Sunday, March 23, 2025

'Better to Have a Distinct Word for Each Sense'

On Monday, March 23, [1772], I found him busy, preparing a fourth edition of his folio Dictionary.” 

Dr. Johnson published the first edition of his Dictionary on April 15, 1755, two-hundred-seventy years ago. It contained some 42,000 entries and he had worked on it for seven years. It’s great innovation, the reason we still read it, are the 114,00 citations that accompany the entries. The Dictionary can be read as an anthology of English literature (the way Jefferson read it), with Johnson relying most heavily on Shakespeare, Milton, Swift, Pope and Dryden. As a young man, Robert Browning read the Dictionary in order to “qualify” as an author. Samuel Beckett found words to recycle into his own work. Boswell continues in his Life:

 

“Mr. Peyton, one of his original amanuenses, was writing for him. I put him in mind of a meaning of the word side, which he had omitted, viz. relationship; as father’s side, mother’s side [see definition eight]. He inserted it.”

 

The Dictionary is a substantial volume, built to last. By “folio,” Boswell means the pages measured eighteen inches by twenty inches – larger than most books published today. I enjoy comparing Johnson's entries with those in the Oxford English Dictionary, which often cites Johnson. 

 

“I asked him if humiliating was a good word. He said, he had seen it frequently used, but he did not know it to be legitimate English. [Johnson omitted the word.] He would not admit civilization, but only civility. With great deference to him, I thought civilization, from to civilize better in the sense opposed to barbarity, than civility; as it is better to have a distinct word for each sense, than one word with two senses, which civility is, in his way of using it.”

 

A second edition followed a few weeks after the first.
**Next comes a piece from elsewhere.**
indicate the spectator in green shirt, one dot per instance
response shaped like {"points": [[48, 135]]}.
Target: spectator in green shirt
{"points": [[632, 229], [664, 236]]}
It was published in 165 weekly sections. The third edition followed in 1765. The fourth, which came out in 1773, included heavy revisions of the original work by Johnson, who identified himself as a lexicographer, defined as “a writer of dictionaries; a harmless drudge, that busies himself in tracing the original, and detailing the signification of words.”

1 comment:

Thomas Parker said...

From where I sit, I can reach my copy of Johnson's Dictionary: A Modern Selection, published by Pantheon in 1963. Opening at random, I find:

Cotquean. A man who busies himself with women's affairs.

A stateswoman is as ridiculous a creature as a cotquean: each of the sexes should keep withing its particular bounds. Addison's Freeholder, No. 38.

Having read that, I now feel fully fortified to take on the day.